To build greater awareness of the flavors of anxiety in your life, it can help to first delineate categories of your experience. Anxiety shows up in all sorts of ways. It can manifest as physiological, mental, emotional, behavioral or a combination. Take a look below and decide in what sphere(s) anxiety manifests in you.

1.    Physiological

  • Muscle tension

  • Sleep disturbance

  • Gastro-intestinal distress

  • Elevated pulse

  • Pulse irregularity

  • Disturbed breathing

  • Panic attacks

  • Headaches

  • Back aches

  • Tics

  • Cramps

2.    Mental

  • Worry

  • Apprehension

  • Preoccupation with harm

  • Racing or repetitive thoughts

  • Obsession

  • Catastrophizing (thinking about worst case scenario)

3.    Emotional

  • Uneasiness

  • Distractibility

  • Feeling overwhelmed

  • Feeling of panic

  • Irritability

  • Anger

4.    Behavioral

  • Avoidance

  • Restlessness

  • Pacing

  • Compulsive behavior

  • Impulsive behavior

Anxiety doesn’t always make sense and sometimes it might appear for no apparent reason. Rather than figure out why you’re feeling anxious, I recommend you only observe that it’s there. As a way to help me observe my anxiety, sometimes I’ll quietly say to myself, “butterflies in my stomach are here” or “looping worry thoughts are here” or “restlessness is here.” These mini phrases help increase my awareness and create clarity that I AM NOT anxiety – my anxious part just decided to show up.

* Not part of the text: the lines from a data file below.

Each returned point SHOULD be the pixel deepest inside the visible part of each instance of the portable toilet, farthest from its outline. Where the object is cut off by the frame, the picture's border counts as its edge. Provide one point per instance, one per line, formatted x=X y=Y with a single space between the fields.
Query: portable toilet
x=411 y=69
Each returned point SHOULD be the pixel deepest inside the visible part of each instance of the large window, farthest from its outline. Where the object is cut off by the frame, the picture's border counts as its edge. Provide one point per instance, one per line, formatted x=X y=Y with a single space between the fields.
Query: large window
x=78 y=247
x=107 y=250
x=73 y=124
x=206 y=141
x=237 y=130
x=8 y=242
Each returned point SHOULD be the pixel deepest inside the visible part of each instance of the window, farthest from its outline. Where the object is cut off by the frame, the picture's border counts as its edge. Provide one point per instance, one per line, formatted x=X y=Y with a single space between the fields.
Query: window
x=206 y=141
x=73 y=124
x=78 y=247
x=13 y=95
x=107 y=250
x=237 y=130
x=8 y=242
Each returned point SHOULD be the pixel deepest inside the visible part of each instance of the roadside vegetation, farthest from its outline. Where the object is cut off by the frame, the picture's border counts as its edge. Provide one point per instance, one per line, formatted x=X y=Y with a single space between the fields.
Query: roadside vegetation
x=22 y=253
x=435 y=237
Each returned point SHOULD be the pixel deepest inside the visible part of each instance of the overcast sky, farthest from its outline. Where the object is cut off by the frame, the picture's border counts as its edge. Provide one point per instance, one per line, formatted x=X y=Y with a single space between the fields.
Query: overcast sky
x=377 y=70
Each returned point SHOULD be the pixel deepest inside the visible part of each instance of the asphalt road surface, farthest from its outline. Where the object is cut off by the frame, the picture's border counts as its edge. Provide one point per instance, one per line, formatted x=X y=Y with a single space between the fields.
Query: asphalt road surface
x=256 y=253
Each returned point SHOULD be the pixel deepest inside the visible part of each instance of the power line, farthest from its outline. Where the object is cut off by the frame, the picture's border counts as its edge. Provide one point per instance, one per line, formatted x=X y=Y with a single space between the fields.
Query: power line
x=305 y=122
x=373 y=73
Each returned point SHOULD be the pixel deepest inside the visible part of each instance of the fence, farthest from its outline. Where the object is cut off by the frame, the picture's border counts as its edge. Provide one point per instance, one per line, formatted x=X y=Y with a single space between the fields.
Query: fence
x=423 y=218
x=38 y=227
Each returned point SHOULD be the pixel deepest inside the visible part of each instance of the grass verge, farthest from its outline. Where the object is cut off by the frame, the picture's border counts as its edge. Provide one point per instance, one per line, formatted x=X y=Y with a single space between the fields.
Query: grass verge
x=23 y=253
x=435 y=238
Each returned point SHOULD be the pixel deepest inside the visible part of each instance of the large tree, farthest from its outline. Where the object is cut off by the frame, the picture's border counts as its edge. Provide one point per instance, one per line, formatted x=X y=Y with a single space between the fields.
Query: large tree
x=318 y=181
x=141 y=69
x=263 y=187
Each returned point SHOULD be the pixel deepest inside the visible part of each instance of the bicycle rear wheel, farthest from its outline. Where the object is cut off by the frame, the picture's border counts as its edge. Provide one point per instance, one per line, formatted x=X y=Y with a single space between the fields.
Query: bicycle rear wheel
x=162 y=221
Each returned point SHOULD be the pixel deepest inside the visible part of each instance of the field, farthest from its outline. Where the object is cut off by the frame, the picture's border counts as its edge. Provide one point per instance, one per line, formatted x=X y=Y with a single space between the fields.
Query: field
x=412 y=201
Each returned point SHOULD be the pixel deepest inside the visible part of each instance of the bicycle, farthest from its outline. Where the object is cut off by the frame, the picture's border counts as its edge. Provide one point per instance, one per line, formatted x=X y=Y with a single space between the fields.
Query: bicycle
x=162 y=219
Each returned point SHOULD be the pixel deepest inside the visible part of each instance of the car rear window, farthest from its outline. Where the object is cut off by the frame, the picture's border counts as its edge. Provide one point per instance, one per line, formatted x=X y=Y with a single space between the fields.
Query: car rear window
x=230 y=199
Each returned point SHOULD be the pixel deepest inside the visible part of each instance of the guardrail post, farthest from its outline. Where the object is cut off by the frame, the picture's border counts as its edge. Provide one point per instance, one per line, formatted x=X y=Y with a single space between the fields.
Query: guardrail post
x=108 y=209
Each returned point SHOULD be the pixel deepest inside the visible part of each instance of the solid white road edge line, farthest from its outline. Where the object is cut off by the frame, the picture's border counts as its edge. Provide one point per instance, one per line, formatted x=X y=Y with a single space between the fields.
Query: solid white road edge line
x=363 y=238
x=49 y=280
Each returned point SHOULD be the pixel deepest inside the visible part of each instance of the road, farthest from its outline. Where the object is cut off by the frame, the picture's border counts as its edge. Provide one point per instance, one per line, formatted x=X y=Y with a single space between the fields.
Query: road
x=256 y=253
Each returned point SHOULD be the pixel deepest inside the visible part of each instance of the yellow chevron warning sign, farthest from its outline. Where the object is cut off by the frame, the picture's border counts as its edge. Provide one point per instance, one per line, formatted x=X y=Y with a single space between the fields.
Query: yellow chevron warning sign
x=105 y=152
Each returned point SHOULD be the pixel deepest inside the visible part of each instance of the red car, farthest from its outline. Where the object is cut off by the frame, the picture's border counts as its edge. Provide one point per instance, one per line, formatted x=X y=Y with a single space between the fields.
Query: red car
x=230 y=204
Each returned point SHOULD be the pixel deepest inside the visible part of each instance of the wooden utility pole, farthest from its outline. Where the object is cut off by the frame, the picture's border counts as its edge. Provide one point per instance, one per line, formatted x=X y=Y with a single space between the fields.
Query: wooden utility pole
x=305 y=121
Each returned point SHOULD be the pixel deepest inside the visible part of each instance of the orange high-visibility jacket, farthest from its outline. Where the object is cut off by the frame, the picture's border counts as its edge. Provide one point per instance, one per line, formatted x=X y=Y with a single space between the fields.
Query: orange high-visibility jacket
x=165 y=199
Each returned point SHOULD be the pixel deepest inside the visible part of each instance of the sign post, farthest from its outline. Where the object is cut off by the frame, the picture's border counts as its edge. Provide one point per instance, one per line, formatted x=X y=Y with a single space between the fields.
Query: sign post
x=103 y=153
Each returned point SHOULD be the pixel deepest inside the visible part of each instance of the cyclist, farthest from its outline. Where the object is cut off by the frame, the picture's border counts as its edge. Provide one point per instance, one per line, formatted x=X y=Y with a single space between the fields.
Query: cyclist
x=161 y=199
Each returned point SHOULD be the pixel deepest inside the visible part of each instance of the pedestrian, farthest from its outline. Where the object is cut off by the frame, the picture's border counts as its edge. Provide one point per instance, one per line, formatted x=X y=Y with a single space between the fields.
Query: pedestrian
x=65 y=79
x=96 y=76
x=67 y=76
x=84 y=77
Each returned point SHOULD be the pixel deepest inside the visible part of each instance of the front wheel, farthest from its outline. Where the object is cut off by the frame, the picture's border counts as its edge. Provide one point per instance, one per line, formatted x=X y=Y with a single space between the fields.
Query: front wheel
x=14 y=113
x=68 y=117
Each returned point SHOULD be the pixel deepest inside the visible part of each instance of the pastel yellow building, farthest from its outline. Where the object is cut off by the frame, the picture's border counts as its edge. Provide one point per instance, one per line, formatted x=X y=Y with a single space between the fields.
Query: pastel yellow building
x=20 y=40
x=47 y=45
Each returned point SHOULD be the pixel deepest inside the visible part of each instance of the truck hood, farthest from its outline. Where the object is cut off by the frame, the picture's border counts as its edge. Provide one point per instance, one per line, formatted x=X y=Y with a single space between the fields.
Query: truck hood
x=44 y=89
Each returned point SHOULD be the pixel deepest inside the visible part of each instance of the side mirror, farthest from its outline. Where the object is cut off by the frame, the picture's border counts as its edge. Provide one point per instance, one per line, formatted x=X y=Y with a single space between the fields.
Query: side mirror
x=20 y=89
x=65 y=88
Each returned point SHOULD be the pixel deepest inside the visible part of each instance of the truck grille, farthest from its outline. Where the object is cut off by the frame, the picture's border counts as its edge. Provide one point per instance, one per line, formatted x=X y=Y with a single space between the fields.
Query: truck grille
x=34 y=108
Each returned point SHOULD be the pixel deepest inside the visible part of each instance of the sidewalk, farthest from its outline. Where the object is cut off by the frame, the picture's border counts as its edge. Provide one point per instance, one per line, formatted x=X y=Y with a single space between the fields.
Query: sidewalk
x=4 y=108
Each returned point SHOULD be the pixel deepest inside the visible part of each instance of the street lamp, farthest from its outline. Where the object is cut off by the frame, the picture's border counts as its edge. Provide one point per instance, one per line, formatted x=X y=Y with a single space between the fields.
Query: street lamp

This growing awareness gives you the ability to notice the anxiety, pause, and self-soothe. Sometimes it takes all but 30 seconds to stop and breathe into the anxiety to feel a bit better. In that moment, it often doesn’t help to try to understand it or critique it, especially if it will only increase your worry! Instead, just take care and recognize that you’ll make better decisions and communicate better once you’re feeling better and less edgy.

Over time and with consistent practice, this way of approaching anxiety inevitably supports you to develop a new and improved relationship with your anxiety. Can you imagine developing a humorous and appreciative relationship with anxiety that works most of the time? It’s possible to get to a place where you can laugh and ask it to leave when anxiety's presence is destructive and you can also appreciate when anxiety informs you that you’re taking a risk, trying on something new, and making mistakes. It can become crystal clear over time what’s an old and maladaptive pattern for which anxiety is not helpful and when anxiety is there for good reason.